Sin embargo, en todo el proceso de los dos plebiscitos, de 1988 y 1989, que comienza desde el momento en que ya sea por presiones externas e internas, por la evolución de la izquierda chilena y por la necesidad de los partidarios del régimen militar de legitimar las reformas originadas en los años anteriores, hubo una negociación tácita primero, al establecerse procedimientos de corrección para la campaña del "Sí" o del "No", o para el recuento de votos; y negociaciones de verdad después de aquel, sellado por el segundo plebiscito, el 30 de julio de 1989, cuando hubo convergencia y pacificación del país. No se dio solo porque "no quedaba otra", sino también porque se pretendía recoger los elementos positivos que tenía la Carta de 1980.

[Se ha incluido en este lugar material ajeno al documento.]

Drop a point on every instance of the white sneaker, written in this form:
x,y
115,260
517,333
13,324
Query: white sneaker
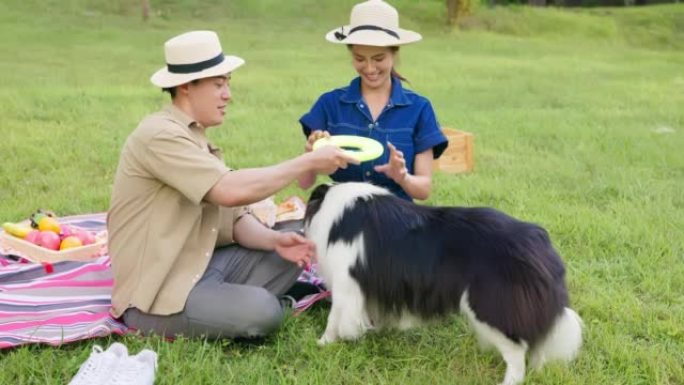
x,y
100,365
135,370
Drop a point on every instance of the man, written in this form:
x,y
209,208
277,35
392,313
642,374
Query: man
x,y
187,257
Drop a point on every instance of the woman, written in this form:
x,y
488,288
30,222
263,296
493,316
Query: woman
x,y
375,105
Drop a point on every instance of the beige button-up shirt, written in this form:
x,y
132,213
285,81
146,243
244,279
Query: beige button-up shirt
x,y
161,232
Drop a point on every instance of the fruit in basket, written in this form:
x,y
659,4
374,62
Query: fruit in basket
x,y
67,231
38,215
32,236
16,229
85,236
49,224
49,240
69,242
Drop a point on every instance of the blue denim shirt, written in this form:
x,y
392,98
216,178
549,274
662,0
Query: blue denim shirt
x,y
408,122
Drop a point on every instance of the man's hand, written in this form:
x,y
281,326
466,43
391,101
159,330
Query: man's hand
x,y
328,159
314,137
295,248
395,169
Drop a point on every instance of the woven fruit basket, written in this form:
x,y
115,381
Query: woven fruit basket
x,y
13,245
21,248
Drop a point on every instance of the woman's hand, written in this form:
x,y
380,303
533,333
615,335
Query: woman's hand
x,y
314,137
295,248
395,169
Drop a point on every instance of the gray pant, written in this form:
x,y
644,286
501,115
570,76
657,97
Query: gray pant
x,y
236,297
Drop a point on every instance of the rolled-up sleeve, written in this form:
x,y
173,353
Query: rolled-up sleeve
x,y
178,162
428,133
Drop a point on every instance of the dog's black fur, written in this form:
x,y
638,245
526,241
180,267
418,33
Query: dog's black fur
x,y
422,259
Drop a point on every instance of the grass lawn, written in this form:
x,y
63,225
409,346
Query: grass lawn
x,y
578,118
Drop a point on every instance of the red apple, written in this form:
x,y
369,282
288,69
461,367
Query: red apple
x,y
67,231
49,240
32,236
85,236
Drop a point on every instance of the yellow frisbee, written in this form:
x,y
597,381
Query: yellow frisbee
x,y
361,148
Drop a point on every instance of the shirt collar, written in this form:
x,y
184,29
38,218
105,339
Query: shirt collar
x,y
353,93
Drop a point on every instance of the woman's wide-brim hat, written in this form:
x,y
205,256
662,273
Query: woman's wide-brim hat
x,y
191,56
373,22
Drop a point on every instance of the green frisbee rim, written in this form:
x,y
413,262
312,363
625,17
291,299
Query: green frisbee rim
x,y
365,148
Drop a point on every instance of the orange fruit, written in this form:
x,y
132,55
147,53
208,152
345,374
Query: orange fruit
x,y
49,224
69,242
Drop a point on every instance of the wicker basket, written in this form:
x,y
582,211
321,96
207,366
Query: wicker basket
x,y
39,254
459,156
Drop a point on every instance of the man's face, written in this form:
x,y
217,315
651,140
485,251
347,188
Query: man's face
x,y
209,99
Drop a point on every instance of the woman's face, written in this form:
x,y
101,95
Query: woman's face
x,y
373,64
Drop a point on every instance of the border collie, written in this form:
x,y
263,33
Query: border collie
x,y
392,263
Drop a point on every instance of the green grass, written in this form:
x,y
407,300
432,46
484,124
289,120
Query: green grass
x,y
578,117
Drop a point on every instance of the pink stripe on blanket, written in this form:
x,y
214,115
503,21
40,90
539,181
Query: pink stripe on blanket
x,y
63,320
61,283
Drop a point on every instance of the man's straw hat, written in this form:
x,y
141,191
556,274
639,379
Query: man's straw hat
x,y
375,23
193,55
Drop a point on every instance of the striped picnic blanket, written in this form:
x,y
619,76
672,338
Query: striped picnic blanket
x,y
57,303
70,301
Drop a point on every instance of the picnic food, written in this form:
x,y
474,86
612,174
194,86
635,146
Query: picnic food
x,y
49,224
49,240
44,229
16,229
69,242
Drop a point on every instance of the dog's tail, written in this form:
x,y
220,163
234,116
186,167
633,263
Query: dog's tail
x,y
561,343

En efecto, esta en parte fue el producto de la cosecha de experiencias con problemas en la Constitución de 1925, ya reclamados por Carlos Ibáñez, Jorge Alessandri y Eduardo Frei Montalva, y por algunos constitucionalistas que participaron en su redacción, como poner en línea la separación de Estado y sociedad, distinguiendo entre lo político y lo económico, por ejemplo, adoptando prácticas de las democracias modernas. Jorge Alessandri fue un protagonista de este esfuerzo.
Toda la historia político-constitucional desde 1990 hasta 2005 -la llamada "Constitución de Lagos"- consistió en el esfuerzo por depurar de su contenido moderno y democrático, sensato también, todo lo que tenía de circunstancial y con apellido. Cierto, persistía lo del binominal -que ahora es más bien un chivo expiatorio, pues los quórums tienen antecedentes en otras democracias-, y la derecha y no pocos parlamentarios de la Concertación arrastraron los pies porque el sistema les era funcional.
Ahora, por eso que se llama "presión de la calle", a la que se sobredimensiona, se pretende volver a fojas cero, en entusiasmo carnavalesco, escudándose en la inextinguible tentación de creer que las leyes crean el orden perfecto. La creencia autoinducida de que se está en crisis, inherente a la izquierda; y el descalabro interminable de la derecha, autoinducido también, precipitan manotazos de soluciones. Algunas quizás inteligentes, poco digeridas en todo caso. Chile, ¿merece una hoja en blanco?